© 2004 National Academy of Sciences (From M.L. DeMarco, et al, PNAS, 101:2293–2298, 2004)
Figuring out how denatured proteins morph into their folded, active forms isn't just a challenge; it's one of the most elusive problems in biology. Protein chemists now have more computational power to devote to the problem, thanks to a recent award of two million processor hours on the Department of Energy's 10-teraflops IBM supercomputer at the National Energy Research Scientific Computing Center in Berkeley, Calif. The award, part of the Innovative and Novel Computational Impact on Theory and Experiment (INCITE) program, supports a project entitled "Molecular Dynameomics," whose ultimate goal is to create a repository for molecular-dynamics data to be used in protein structure predictions.
"We want to simulate every protein fold," says project leader Valerie Daggett, professor of medicinal chemistry at the University of Washington in Seattle. Daggett's research bolsters experimental work on protein folding with computer simulations that can reveal the position and motion of every single atom in a protein.1
Her group will model the molecular dynamics of as many different protein motifs as possible in the processing time they have. So far they have simulated folding for about 150 of 1,130 known nonredundant protein-fold classes, such as the globin-like, TIM-barrel, and acid protease folds. By modeling one protein from each class, Daggett expects that her lab will be able to decipher folding dynamics for 80% to 90% of fold types by the project's end in November. She says pinning down folding strategies for so many proteins could uncover general "rules" of protein folding that have eluded researchers in the past.
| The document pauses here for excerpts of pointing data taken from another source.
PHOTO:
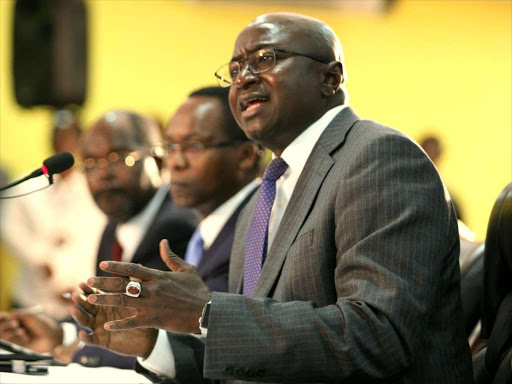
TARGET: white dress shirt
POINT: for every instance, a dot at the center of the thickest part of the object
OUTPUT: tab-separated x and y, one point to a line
161	360
59	227
130	233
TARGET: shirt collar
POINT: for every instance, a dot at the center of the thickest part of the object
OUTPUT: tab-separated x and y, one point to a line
212	224
297	152
130	233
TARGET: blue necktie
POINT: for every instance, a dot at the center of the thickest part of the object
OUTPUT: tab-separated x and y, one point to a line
256	242
194	249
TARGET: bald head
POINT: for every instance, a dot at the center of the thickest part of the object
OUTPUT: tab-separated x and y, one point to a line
314	35
121	173
303	81
128	126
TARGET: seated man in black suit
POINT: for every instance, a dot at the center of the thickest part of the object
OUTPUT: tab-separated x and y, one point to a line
213	169
124	179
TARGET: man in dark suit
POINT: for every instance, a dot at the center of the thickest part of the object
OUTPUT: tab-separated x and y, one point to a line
213	170
352	275
217	181
124	179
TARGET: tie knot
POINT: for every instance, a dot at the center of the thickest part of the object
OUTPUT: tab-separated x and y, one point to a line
275	169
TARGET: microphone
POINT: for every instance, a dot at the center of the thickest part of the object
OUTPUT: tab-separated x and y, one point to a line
57	163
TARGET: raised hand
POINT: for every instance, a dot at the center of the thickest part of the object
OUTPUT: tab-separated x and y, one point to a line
135	342
31	329
169	300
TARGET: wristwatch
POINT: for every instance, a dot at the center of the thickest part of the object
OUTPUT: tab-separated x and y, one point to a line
204	319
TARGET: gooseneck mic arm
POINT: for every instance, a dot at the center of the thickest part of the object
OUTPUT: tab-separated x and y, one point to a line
54	164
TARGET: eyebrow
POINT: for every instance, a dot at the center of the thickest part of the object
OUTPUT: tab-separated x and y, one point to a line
256	48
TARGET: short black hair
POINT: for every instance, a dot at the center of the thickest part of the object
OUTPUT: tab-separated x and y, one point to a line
222	94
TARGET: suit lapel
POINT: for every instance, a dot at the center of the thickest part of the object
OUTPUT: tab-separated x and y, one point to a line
314	173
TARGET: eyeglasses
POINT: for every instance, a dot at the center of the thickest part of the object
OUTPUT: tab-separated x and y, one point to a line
192	148
113	160
257	62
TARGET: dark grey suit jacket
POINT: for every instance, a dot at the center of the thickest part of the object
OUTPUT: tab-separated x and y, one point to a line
361	283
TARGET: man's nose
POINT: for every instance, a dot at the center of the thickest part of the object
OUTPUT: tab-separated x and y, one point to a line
177	159
246	78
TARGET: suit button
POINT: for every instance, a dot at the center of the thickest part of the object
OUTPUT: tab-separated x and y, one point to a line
229	370
90	361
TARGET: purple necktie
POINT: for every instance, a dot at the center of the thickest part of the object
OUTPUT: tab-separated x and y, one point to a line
256	242
195	249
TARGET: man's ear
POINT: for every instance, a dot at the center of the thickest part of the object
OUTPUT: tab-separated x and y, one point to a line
159	162
249	155
333	78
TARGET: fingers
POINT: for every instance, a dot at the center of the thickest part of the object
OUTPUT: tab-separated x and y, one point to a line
128	323
86	289
87	338
109	284
82	317
173	262
129	269
116	300
82	305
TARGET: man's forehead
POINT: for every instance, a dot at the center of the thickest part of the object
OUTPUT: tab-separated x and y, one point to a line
197	117
111	136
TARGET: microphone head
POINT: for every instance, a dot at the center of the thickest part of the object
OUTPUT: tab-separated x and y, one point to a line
59	163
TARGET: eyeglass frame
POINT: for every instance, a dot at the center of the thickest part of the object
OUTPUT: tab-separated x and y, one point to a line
108	162
223	83
161	151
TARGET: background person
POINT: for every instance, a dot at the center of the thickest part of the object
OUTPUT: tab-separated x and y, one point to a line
53	233
124	179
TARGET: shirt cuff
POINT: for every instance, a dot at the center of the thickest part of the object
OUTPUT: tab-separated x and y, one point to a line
161	359
70	334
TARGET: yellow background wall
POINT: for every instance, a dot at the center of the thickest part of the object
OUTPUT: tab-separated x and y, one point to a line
428	66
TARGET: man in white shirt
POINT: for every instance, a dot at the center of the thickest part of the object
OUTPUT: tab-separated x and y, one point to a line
124	179
352	275
214	169
53	233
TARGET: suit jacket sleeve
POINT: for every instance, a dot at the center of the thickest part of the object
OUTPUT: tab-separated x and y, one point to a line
382	227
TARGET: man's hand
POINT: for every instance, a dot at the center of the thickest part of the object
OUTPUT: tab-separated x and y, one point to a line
169	300
34	330
135	342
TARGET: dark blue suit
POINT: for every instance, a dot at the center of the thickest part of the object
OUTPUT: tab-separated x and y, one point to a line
171	223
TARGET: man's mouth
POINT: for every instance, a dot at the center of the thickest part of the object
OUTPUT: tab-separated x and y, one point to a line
252	104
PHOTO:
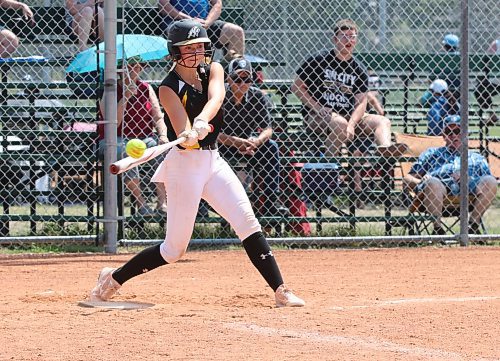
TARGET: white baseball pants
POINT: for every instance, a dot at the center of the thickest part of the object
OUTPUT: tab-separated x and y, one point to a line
190	175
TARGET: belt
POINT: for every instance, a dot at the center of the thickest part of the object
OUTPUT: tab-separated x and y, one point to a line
212	146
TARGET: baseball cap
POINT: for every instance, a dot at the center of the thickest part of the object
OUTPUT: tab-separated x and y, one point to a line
451	121
451	40
438	86
238	65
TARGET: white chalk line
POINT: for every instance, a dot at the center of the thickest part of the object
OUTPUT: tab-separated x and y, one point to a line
352	341
404	301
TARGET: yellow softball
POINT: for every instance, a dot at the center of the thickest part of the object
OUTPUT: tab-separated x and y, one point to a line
135	148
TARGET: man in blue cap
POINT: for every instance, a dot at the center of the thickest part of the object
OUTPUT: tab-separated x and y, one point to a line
449	73
436	175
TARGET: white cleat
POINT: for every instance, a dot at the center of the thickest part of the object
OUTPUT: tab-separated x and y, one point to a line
106	286
286	298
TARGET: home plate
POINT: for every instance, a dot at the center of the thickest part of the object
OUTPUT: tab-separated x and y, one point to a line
115	305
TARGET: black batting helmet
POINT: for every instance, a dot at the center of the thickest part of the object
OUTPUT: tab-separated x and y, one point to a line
186	32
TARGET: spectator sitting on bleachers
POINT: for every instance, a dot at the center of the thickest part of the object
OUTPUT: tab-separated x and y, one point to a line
374	104
450	72
139	113
8	40
436	175
80	19
227	36
442	104
246	111
333	87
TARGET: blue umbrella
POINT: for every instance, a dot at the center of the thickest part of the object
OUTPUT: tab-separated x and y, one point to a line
142	47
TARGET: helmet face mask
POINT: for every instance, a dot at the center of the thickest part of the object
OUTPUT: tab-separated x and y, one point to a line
188	32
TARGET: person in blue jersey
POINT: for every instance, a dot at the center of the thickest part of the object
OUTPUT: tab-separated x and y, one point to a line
436	175
192	95
442	105
9	42
224	35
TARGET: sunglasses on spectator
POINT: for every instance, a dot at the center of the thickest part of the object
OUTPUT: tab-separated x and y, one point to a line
452	131
238	79
347	36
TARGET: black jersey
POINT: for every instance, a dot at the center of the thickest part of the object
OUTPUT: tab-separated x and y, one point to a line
333	82
193	101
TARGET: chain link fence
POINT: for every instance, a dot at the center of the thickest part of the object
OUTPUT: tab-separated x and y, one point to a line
317	172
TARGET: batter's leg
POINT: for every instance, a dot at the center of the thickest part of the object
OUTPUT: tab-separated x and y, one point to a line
227	196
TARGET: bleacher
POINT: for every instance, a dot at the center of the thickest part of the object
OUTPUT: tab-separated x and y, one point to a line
47	108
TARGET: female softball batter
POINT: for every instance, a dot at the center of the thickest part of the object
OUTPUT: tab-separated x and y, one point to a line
192	95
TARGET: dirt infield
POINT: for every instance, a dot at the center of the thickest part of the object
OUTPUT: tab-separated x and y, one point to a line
384	304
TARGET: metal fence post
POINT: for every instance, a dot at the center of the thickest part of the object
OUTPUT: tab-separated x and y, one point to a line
464	125
110	119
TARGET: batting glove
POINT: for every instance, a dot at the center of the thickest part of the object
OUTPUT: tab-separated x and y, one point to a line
202	127
191	138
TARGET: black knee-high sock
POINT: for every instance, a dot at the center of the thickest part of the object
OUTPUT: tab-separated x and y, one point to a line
262	257
145	261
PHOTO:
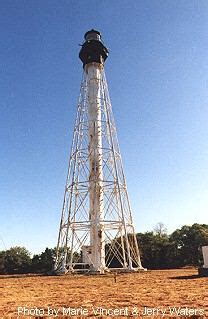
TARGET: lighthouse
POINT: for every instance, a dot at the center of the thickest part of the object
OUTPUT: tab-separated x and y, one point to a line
96	232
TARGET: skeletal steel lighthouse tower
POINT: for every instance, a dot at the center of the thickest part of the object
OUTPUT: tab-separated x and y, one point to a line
96	230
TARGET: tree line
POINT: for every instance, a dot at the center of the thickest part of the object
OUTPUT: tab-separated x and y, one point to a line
158	251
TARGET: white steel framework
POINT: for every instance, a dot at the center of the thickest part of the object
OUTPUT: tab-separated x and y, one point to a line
96	230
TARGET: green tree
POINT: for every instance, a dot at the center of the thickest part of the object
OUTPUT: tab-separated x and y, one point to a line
187	243
16	260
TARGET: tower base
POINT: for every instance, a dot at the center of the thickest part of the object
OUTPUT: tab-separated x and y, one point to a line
86	269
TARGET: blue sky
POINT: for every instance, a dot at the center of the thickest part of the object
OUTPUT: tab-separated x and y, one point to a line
157	73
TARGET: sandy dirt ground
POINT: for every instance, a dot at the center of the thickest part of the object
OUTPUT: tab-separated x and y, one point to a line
151	294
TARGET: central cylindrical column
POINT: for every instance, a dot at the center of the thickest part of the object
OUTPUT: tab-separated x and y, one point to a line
97	242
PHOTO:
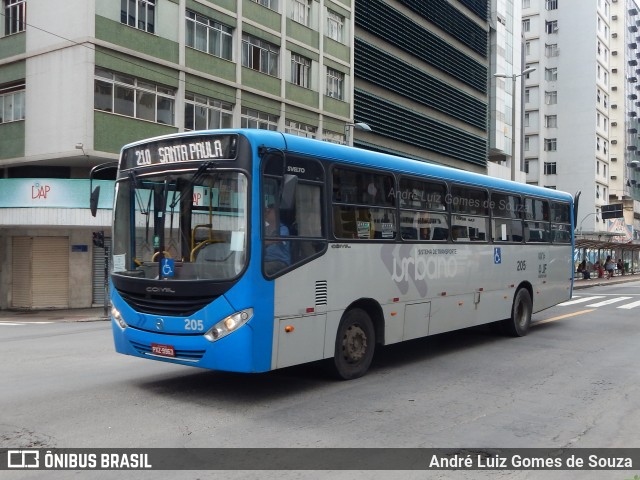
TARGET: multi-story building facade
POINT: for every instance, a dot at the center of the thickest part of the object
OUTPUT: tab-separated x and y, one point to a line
567	100
506	99
81	78
421	71
625	118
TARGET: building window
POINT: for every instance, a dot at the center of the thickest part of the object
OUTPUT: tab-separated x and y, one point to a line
300	70
550	144
299	11
12	103
551	74
549	168
551	98
335	84
551	121
15	16
335	26
270	4
201	113
124	95
138	14
551	49
251	118
300	129
209	36
260	55
333	137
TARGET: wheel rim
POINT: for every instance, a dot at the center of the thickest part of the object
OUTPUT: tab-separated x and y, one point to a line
354	344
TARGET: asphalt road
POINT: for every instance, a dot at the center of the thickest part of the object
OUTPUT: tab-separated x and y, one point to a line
572	382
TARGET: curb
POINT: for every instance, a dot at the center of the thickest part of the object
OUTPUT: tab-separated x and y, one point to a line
599	282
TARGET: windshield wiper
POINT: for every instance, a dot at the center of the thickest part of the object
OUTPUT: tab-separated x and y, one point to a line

"We still can't predict protein structure adequately, because we don't know all the rules," Daggett says. By "looking at the folding of all these different proteins, we want to pull out the general features that will help us to improve prediction algorithms."
Daggett and her coworkers start with the active biological structure of each protein from previous NMR spectroscopy and X-ray crystallography experiments. They choose a representative for each fold type based on the quality of experimental data on the protein's native structure and the biological relevance of the protein. The proteins are simulated as they unfold, rather than fold, for a very practical reason: Unfolding is fast and easy to induce by simply raising the temperature as high as 225°C.
The computer deduces unfolding dynamics by applying a standard set of force-field parameters. Daggett's group spent years calculating atomic interactions in proteins – including bond lengths, angle sizes, force constants, and van der Waals and ionic interactions – in order to come up with a generic force-field description that can be applied to all moving proteins.
In this approach, "every single atom [is] represented," Daggett says. "It's the most realistic simulation method available." Daggett's group is creating a free-access online database
Analyzing protein folding by simulating unfolding at very high temperatures is a fairly novel technique that not all simulations employ, says structural biologist Vijay Pande of Stanford University. Whether unfolding at temperatures close to the boiling point of water is really the reverse of folding at physiological temperatures is "still an open question," Pande says.
The proteins that Daggett has examined, however, move through the same transition states, intermediate structures, and denatured forms, regardless of whether they are folding or unfolding, Daggett says. By examining the same proteins in high-temperature simulations and low-temperature experiments, Daggett and her colleagues have shown that simulation at extremely high temperatures "just affects the timescale and not the process."
Besides providing atomic-scale resolution, molecular dynamics simulations also allow scientists to study the fluid nature of proteins in solvent, Daggett says; solid-state techniques such as X-ray crystallography do not. Modeling a dynamic protein can reveal features of its interactions that can't be seen in its static crystal structure.
A drawback of these simulations, according to Daggett, is the size of protein that can be modeled. Owing to computer power limitations, Daggett tries to pick model proteins that are no longer than 300 amino acids, which usually excludes proteins made of multiple polypeptide subunits.
On the other hand, complex, multido-main proteins are sometimes just a bunch of small domains linked together, says biochemist Andreas Matouschek of Northwestern University. "If you learn how these individual domains behave, you know how parts of these big proteins behave, too."